Use the Balloon Mortgage Calculator to discover how much you’ll have to pay. If you feel hesitation in the slightest, consider a fixed-rate or adjustable-rate mortgage.

Balloon Mortgage Calculator Terms & Definitions

  • Mortgage – The charging of real (or personal) property by a debtor to a creditor as security for a debt (esp. one incurred by the purchase of the property), on the condition that it shall be returned on payment of the debt within a certain period.
  • Balloon Mortgage – A mortgage in which a large portion of the borrowed principal is repaid in a single payment at the end of the loan period.
  • Balloon Payment – A repayment of the outstanding principal sum made at the end of a loan period.
  • Default – Failure to fulfill an obligation, like a mortgage agreement.
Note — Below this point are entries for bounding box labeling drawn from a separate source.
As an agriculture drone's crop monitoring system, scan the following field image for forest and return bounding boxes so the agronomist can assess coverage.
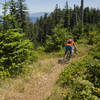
[0,0,100,100]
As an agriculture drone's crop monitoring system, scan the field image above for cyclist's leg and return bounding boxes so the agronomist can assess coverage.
[70,46,72,57]
[63,45,69,59]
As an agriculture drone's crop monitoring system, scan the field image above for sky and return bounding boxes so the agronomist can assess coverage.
[0,0,100,14]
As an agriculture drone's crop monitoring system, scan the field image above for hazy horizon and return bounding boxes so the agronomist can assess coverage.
[0,0,100,15]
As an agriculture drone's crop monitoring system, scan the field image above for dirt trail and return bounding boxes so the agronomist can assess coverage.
[0,45,88,100]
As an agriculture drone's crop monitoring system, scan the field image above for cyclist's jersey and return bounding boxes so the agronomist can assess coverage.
[66,39,75,46]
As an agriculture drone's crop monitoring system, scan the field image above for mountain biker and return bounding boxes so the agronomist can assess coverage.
[64,37,76,58]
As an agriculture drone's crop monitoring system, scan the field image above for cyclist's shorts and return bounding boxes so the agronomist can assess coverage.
[65,45,72,54]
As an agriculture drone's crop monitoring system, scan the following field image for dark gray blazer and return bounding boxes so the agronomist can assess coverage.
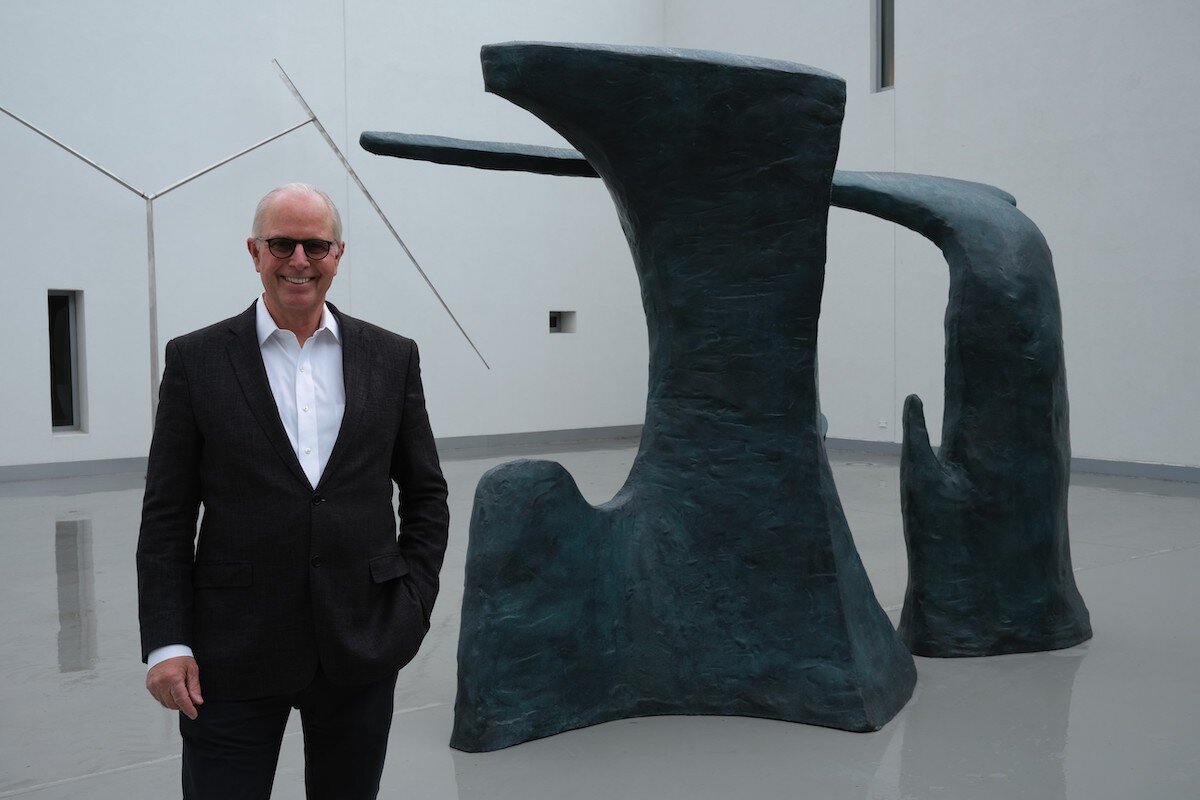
[137,305,449,700]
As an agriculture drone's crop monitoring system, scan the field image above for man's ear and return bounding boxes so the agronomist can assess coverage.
[246,236,262,272]
[334,241,346,275]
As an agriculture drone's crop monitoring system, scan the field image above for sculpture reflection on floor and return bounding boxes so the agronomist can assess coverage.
[362,43,1090,751]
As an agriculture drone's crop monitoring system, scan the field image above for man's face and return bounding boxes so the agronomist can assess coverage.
[246,192,346,321]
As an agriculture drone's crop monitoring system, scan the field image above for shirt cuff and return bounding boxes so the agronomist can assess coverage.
[146,644,192,669]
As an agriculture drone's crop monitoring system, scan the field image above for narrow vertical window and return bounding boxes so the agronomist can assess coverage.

  • Foreclosure – The process of taking possession of a mortgaged property as a result of the mortgagor’s failure to keep up mortgage payments.
  • Mortgage Payment – A regularly scheduled payment which includes principal and interest paid by the borrower to the lender of a home loan.
  • Adjustable-Rate Mortgage (ARM) – A mortgage whose interest rate is adjusted periodically to reflect market conditions.
  • Fixed-Rate Mortgage – A mortgage whose interest rate does not adjust during the loan term.
  • Loan Term – Period over which a loan agreement is in force.
  • Interest Rate – An interest rate is the rate at which interest is paid by a borrower for the use of money that they borrow from a lender.
  • Principal – Denoting an original sum lent.
  • Refinance – Financing a mortgage again, typically with a new loan at a lower rate of interest.
  • Amortization – The spreading of payments over multiple periods.
  • Borrower – The person who borrows money with a promise to return it with interest.
  • Lender – The person who gives money for interest with the expectation that the principal will be paid back.